Mid-to-smaller life companies and standalone health insurers could face near term pressure

IRDAI
The regulator has proposed a 20 per cent commission cap on first-year premium (FYP) and 10 per cent of renewal premium (RP) compared to 35-40 per cent currently for FYP and 5-7.5 per cent for RP.
Subrata Panda Mumbai
3 min read Last Updated : Aug 26 2022 | 6:15 AM IST
The regulator’s move to cap commissions in the insurance sector is expected to provide operational flexibility to companies, especially general insurers, and promote greater discipline in the life insurance sector as the aim is to link commissions rate of intermediaries to the persistency status of the policies sold.

However, if they come into effect, the proposed regulations might impact standalone health insurers and mid-to-small life companies in the near term, but the large companies are unlikely to see any negative impact, analysts said.

The insurance regulator came out with an exposure draft this week, where it proposed to cap commissions paid by the health and general insurers at 20 per cent of gross written premium (GWP). For life companies, they have proposed to link commissions with expenses of management (EoM), wherein if the actual EoM in the previous financial year is not over 70 per cent of the allowable EoM limits, the life insurer can adopt commission limits as approved by its board. But if EoM exceeds 70 per cent of the allowable limits, the insurer must adhere to caps on commission proposed by the regulator.

The regulator has proposed a 20 per cent commission cap on first-year premium (FYP) and 10 per cent renewal premium (RP) compared to 35-40 per cent and 5-7.5 per cent, respectively.
 
However, some additional rewards can be paid, depending on the premium paying term. “Irdai wants to encourage greater persistency and longer tenure products and ensure that commissions are spread out instead of being paid upfront,” said Suresh Ganapathy and Param Subramanian in a report by Macquarie Research.

Industry sources said the EoM criteria put forth by the regulator will mean a handful of large companies who have greater control over their EoM will be allowed to pay commissions according to their board approved policy. The rest will be subject to the caps prescribed by the regulator. “The draft benefits players operating with a lean cost structure as it allows companies with EoM at sub-70 per cent of allowable limits to design a customised commission structure according to the board-approved policy. This can drive a product mix of choice and boost margin and value of new business,” said Motilal Oswal in a report on Thursday.

Rushabh Gandhi, Deputy CEO, IndiaFirst Life Insurance, said, “Linking commissions to EoM will drive insurers to further improve efficiencies.
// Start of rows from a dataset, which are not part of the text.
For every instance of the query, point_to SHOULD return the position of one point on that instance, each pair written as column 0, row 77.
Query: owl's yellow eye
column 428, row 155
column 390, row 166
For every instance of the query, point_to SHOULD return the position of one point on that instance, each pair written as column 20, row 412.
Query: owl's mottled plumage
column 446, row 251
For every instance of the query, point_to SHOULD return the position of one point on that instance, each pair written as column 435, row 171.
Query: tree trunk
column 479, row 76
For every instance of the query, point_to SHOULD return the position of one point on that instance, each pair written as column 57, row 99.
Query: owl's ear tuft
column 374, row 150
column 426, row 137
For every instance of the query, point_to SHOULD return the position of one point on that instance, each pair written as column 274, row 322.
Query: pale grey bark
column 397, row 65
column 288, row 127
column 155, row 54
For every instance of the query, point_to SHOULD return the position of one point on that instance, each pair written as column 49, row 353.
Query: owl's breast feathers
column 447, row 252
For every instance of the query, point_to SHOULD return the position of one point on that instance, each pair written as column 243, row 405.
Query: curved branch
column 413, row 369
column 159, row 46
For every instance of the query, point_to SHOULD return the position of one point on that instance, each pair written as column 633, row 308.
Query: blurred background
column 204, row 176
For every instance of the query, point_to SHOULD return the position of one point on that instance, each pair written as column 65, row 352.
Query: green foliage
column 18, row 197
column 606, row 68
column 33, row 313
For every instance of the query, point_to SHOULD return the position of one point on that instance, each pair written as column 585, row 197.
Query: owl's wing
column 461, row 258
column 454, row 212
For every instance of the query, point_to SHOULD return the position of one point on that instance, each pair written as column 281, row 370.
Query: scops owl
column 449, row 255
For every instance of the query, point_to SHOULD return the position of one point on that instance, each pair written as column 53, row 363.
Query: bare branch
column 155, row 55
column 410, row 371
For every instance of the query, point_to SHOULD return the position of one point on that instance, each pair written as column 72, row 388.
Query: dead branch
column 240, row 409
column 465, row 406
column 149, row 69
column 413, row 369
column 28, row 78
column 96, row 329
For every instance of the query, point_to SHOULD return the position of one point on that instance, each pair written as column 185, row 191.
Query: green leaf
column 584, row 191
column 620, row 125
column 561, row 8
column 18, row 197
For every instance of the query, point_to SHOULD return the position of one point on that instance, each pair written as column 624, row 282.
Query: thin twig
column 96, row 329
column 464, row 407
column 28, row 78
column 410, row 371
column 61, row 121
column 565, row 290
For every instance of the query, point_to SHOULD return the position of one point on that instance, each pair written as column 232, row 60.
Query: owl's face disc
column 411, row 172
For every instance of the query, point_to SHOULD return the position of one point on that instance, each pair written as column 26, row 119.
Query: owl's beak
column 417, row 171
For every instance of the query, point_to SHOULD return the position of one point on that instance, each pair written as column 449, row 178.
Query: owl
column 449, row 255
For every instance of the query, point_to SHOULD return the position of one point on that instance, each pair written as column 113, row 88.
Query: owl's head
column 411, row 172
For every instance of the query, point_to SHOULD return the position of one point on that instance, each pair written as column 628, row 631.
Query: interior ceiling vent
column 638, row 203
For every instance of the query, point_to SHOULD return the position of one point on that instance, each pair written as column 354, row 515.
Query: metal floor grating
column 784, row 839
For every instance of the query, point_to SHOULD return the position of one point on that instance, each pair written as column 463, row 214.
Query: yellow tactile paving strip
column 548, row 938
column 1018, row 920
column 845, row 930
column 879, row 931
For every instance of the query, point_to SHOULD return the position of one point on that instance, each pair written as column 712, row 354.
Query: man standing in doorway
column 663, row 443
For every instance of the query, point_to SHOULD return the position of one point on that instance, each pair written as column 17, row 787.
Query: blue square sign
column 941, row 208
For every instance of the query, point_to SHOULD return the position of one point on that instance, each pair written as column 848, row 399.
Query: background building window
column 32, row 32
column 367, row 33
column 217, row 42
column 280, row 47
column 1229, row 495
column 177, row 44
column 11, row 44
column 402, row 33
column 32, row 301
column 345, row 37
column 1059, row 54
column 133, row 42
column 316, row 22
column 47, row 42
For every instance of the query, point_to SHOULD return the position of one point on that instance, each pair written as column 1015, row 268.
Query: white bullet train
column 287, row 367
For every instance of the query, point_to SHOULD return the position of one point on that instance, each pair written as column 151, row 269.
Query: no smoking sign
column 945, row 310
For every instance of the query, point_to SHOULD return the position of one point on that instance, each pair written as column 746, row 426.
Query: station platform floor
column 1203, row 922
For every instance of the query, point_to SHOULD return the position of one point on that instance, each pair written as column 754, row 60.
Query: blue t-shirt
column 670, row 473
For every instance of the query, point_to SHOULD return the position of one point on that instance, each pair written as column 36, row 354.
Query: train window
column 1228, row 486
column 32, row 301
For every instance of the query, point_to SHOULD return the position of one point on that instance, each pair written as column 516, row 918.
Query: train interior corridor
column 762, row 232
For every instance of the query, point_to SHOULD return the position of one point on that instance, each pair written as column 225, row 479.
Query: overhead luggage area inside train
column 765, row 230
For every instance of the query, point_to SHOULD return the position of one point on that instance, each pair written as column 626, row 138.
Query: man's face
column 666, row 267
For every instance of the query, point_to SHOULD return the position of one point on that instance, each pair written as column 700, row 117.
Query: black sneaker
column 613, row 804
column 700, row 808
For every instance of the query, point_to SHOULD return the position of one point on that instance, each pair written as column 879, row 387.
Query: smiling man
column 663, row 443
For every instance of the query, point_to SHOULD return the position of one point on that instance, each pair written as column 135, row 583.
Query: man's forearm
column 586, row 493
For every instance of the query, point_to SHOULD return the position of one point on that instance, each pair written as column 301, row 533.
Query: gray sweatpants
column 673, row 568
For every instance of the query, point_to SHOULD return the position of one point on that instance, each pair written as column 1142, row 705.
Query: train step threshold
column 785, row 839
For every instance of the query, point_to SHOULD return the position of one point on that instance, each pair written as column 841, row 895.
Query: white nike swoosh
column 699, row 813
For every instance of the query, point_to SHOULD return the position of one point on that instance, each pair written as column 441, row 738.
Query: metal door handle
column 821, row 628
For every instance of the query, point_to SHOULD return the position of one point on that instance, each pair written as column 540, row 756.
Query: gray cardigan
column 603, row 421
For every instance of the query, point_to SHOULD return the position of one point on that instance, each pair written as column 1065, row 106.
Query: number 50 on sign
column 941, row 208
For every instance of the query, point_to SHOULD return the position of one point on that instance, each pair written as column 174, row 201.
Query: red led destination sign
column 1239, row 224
Back-ending of commissions will encourage distributors (agents and intermediaries) to ensure policies remain in force for a longer period resulting in a win-win for all stakeholders, including policyholders.”

According to Emkay Research, the EoM and commission payment changes… are far from being a negative surprise for existing listed private players, but the FYP commission cap could compel Life Insurance Corporation to make some adjustments.

The regulator has invited suggestions from stakeholders by September 14. If these come into 
effect, insurance companies would need to have a board-approved policy on commissions, rem-uneration, or reward paid to agents and intermediaries, which will be reviewed annually based on the experience.

The objective is to enhance responsiveness of regulations to market innovation and provide insurers the flexibility to manage expenses based on their growth aspirations to improve market penetration, the regulator has said.